2021年は難度が上がり過ぎた午後入試の大幅出願減が見込まれている。その象徴となるのが算数1科で行われて人気となった1日午後の巣鴨と世田谷学園で、出願者はいずれも現時点で2割前後の減少が見込まれる。特に、実倍率2.0倍だった世田谷学園のこの入試は、予想倍率が1.3倍と緩和し、1日午後最大の穴場といっていい受けやすさになりそうだ。ちなみに、巣鴨は3.0倍が予想2.6倍、鎌倉学園は2.4倍が予想1.5倍となっている。
1日午後が1回目の入試となる東京農業大学第一は、実倍率2.2倍が好感されたのか、早々に前年実績を超え、大幅に出願者を増やしている。予想倍率は2.9倍である。2日午後の2回も4日の3回も、男子はいずれも大幅増の勢いだ。
2月2日には神奈川のAランク3校が並ぶ。聖光学院は出願締め切りに向け積み増していくので確定的なことはいえないが、予想では1割弱の減少、出願動向からは1割強の減少と見込まれる。出願を締め切った栄光学園は、3日入試の浅野と共に前年比2%減にとどめた。慶應義塾湘南藤沢は締め切ったものの、出願者数は非公表である。

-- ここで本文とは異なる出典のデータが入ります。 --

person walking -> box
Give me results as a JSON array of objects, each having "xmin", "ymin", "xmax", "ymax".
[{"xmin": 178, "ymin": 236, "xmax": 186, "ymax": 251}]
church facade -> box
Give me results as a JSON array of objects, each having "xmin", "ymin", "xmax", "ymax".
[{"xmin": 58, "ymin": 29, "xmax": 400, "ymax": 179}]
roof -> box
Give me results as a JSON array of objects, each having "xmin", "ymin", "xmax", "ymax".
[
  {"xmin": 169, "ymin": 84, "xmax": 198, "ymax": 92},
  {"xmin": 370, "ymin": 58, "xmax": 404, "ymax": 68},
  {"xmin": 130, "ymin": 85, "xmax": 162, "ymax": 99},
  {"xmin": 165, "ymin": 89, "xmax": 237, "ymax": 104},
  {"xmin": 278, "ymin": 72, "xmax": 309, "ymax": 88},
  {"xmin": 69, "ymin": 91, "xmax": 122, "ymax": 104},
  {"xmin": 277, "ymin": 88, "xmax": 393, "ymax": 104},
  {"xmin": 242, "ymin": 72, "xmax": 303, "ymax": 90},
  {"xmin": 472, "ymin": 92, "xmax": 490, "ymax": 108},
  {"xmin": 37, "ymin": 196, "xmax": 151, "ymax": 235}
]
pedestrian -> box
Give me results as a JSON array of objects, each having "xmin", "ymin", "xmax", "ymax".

実倍率2.3倍の明治大学付属明治は、予想では2.0倍だったが、最新動向では微増の勢いに転じている。2日には城北、攻玉社、世田谷学園の2回目入試が並んでいる。いずれも実倍率が2.0倍、2.1倍、2.3倍と低く、2021年も出願増の気配はないため、最難関校の併願先として狙い目である。